I attended the funeral of a friend’s grandfather today. The dearly departed had lived 87 years and spent 63 of those years married to the love of his life. It’s natural, I think, at times like this to think about our own lives. As the priest recounted anecdotes from the man’s life, he told of unending dedication to and boundless love of family. It was a story that my friend told at the luncheon after the funeral, however, that perfectly summed up the amount of love this man had in his heart.
My friend’s grandpa, Ernesto, was from Italy. His family were farmers, as were most families in the area where he lived. Ernesto met and fell in love with Maria. In those days in Italy, it was part of the courting traditions that the parents chaperoned all “dates” with the youngsters. On one occasion, Maria’s parents invited Ernesto and his parents to dinner. This was a momentous occasion as the young couple would need the blessing of both sets of parents if the relationship was to blossom into marriage. A nervous Ernesto arrived, with his parents, at the home of Maria and her family. After pleasantries were exchanged, the group gathered at the dinner table. A summer breeze blew through the open windows stirring the tantalizing aromas of Italian country cookery.
Ernesto and Maria delighted in how well the the meal was going. Ernesto had seated himself near one of the open windows so that he might watch the object of his affections as the sun lit up her beautiful face. He marveled at how her smile outshone the golden rays of sunlight. Everything was absolutely perfect, for the moment anyway.

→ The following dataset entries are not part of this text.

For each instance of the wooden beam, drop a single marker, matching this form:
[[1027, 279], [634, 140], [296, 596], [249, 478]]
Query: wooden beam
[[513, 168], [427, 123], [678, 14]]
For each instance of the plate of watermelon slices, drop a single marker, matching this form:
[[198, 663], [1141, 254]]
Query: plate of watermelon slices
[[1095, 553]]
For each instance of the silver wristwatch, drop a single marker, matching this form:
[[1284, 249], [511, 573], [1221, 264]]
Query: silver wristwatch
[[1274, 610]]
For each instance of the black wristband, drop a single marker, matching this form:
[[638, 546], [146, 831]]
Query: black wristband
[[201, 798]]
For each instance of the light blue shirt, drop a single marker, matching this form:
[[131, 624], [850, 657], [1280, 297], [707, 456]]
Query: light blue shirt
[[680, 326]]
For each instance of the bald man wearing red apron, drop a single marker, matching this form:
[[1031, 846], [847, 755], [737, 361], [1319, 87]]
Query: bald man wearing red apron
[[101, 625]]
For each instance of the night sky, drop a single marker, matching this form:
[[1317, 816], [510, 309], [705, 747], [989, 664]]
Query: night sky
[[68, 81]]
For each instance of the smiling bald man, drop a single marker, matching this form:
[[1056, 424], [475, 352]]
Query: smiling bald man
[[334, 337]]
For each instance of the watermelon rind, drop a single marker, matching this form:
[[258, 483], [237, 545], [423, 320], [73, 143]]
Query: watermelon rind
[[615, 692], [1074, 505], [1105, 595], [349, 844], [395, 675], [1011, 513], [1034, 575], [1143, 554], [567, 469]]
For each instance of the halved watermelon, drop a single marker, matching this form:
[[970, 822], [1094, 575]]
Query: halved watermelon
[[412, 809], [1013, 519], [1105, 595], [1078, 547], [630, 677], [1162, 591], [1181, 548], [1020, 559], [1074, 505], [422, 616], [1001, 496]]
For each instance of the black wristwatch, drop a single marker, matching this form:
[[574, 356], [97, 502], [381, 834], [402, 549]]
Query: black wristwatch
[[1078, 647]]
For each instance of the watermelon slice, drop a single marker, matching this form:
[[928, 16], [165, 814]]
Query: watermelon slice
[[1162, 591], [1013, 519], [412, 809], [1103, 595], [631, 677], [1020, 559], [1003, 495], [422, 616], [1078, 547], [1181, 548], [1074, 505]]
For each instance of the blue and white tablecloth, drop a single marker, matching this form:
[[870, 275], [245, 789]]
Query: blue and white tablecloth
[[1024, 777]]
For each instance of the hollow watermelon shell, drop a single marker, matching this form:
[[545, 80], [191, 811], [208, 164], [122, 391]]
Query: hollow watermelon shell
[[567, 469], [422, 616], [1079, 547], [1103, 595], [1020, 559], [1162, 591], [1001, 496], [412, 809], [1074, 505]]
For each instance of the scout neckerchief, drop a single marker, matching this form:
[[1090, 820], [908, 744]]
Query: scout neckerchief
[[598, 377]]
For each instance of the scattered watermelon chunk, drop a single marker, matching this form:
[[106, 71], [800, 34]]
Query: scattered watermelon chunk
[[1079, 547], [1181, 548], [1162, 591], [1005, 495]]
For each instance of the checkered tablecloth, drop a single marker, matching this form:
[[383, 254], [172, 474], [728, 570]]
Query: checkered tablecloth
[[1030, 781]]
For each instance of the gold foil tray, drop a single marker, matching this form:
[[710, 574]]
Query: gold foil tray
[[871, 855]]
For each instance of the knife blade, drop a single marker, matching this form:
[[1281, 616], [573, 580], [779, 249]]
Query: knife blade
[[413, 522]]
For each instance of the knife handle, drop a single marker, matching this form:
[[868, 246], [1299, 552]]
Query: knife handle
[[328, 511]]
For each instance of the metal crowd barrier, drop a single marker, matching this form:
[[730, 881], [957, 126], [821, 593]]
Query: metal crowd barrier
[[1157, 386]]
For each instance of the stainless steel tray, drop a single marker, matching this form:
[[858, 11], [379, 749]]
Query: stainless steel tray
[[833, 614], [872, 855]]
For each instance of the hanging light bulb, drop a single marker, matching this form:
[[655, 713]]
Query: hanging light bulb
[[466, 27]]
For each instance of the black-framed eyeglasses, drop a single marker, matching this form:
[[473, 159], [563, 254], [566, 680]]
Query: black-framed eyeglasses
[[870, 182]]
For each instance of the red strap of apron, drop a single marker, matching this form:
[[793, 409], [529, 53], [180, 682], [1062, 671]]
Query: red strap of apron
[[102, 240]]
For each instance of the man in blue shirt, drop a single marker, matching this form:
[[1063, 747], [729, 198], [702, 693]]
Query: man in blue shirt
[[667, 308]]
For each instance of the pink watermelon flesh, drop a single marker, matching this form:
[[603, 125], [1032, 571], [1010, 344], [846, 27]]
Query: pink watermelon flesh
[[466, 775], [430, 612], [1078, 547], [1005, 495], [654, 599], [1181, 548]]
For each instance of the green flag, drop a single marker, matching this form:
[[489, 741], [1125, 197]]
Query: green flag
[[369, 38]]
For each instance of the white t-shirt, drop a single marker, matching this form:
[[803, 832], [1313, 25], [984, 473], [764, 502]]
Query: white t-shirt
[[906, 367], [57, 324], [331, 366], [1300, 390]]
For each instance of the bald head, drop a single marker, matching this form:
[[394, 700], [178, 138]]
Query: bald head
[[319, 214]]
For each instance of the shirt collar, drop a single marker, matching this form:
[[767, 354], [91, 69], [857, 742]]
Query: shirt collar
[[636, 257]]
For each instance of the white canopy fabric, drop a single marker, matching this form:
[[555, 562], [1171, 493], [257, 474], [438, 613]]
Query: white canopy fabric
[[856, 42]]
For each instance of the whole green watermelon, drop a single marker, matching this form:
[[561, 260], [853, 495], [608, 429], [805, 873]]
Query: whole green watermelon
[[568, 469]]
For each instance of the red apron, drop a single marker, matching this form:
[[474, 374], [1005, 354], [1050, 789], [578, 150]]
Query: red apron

Ernesto had been so captivated by Maria that he had not touched his spaghetti. Upon realizing this, he looked down at his plate and was horrified. A fly had been drawn to the enticing smells in the air, flown through the open window and landed right in Ernesto’s spaghetti. What was he to do? Drawing any kind of attention to the tiny intruder would surely embarrass Maria and her family. The date had been going so well, Ernesto was not about to let a freeloading fly ruin everything. He took one more look at Maria and felt the warmth of their mutual love. Then, Ernesto did the only thing he could do. He plunged his fork into the noodles, spun the fly up into the pasta ball and ate it! No one else was the wiser and the meal went on to great success and eventually the two families became one when Ernesto and Maria were married.
Ernesto knew back then the secret to having a lasting, loving relationship. Sacrifice is sometimes necessary. There will be times when we will have to do things we may not want to do in order to save the ones we love from embarrassment, anger, and sadness. We will definitely encounter small things with the potential to ruin larger ones. In those instances we may have to swallow something nasty, including words, to preserve a greater happiness.